1 sweet potato, peeled (note: sweet potatoes come in lots of different shapes and sizes. We recommend a small to medium sized potato that has more of a narrow cylindrical shape rather than a giant football)
¼ cup maple syrup
1 teaspoon cinnamon
Pinch of salt
- Peel sweet potato, slice into ¼ inch thick rounds, and poke rounds several times with a fork.
- In a small bowl, combine maple syrup, cinnamon, and salt and mix until well incorporated. Add potato slices and let marinate for at least 1-4 hours (you can also leave it in a Tupperware overnight).
- Light FirePit (low-to-moderate heat) and add Griddle.
- Place a pad of butter on Griddle and let sizzle.
- Add potato rounds and cook for 3-4 minutes on each side: when you flip, potato should be brown and caramelized on the side that was touching the Griddle.
- Remove cooked rounds and set aside.
- Using grill or oven mitts, remove Griddle and grill grate and place safely on a heatproof surface.
- Add firewood to your FirePit cooking embers and set fan on medium to high to move into campfire mode.
- Toast marshmallows, and build your s’more.
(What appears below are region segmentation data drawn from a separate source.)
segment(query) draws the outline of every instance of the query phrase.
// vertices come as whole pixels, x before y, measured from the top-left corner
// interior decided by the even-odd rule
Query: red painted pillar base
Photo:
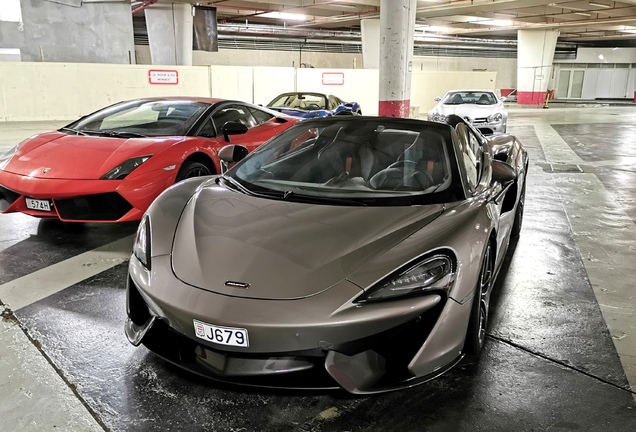
[[[543,105],[546,92],[522,92],[517,90],[517,105]]]
[[[380,117],[402,117],[409,118],[411,101],[380,101],[378,105],[378,115]]]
We recommend 2 sweet potato pieces per s’more.
- Looking for something a little extra sweet? Drizzle the maple syrup marinade on top right before placing your top graham cracker.
There you have it -- a full Thanksgiving meal built for the outdoors. Only 3 bowls used, one intrepid cutting board, and a FirePit that’s ready for action.